Help creating dataset from s3 bucket with parquet files

Hi! I have a bunch of parquet files with the same schema in a S3 bucket. Is there a way to load a dataset using load_dataset?

I’m doing this but is not working:

!pip install -q -U git+https://github.com/huggingface/transformers.git
!pip install -q -U datasets
!pip install s3fs

import s3fs
from datasets import load_dataset

STORAGE_OPTIONS = {
    "key": "...",
    "secret": "...,
}
S3_BUCKET="s3://..."
fs = s3fs.S3FileSystem(**STORAGE_OPTIONS)

data = load_dataset("parquet", data_files=f"{S3_BUCKET}*.parquet", storage_options=STORAGE_OPTIONS)

Support for fsspec filesystems is still experimental.

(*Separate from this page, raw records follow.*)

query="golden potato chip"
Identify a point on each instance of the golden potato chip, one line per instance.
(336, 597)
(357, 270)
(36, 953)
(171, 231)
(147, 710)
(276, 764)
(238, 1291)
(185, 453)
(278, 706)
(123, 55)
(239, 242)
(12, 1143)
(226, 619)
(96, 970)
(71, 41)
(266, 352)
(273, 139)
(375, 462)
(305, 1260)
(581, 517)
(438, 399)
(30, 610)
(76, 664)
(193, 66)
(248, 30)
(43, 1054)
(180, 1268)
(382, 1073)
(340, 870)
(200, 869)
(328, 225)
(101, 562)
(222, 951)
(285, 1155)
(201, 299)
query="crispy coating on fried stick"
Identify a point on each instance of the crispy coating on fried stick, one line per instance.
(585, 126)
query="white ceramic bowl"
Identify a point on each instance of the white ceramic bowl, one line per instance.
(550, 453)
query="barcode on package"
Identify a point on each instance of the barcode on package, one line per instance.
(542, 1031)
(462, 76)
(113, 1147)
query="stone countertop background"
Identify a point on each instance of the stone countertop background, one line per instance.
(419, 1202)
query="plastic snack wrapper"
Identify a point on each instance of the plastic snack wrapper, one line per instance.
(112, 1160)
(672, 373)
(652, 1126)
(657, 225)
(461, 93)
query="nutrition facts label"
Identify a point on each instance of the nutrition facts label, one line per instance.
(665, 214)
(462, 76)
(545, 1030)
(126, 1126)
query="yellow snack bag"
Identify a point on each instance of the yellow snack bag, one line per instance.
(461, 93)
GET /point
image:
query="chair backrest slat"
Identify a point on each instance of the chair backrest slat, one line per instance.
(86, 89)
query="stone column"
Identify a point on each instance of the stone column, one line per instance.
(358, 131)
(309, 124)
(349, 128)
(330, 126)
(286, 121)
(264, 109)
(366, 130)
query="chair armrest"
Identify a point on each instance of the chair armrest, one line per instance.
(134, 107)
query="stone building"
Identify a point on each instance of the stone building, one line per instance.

A quick test on a public S3 bucket shows there are still some issues to address to support S3 paths. I’m fixing them in Fix `fsspec` download by mariosasko · Pull Request #6085 · huggingface/datasets · GitHub (should be merged tomorrow). Then, it will be possible to download these files by installing datasets from main.

1 Like

Awesome @mariosasko, I’ll be waiting for that then. Do you think my code setup is correct? Also, In case you have time, is any other approach that you consider will work fine in my scenario?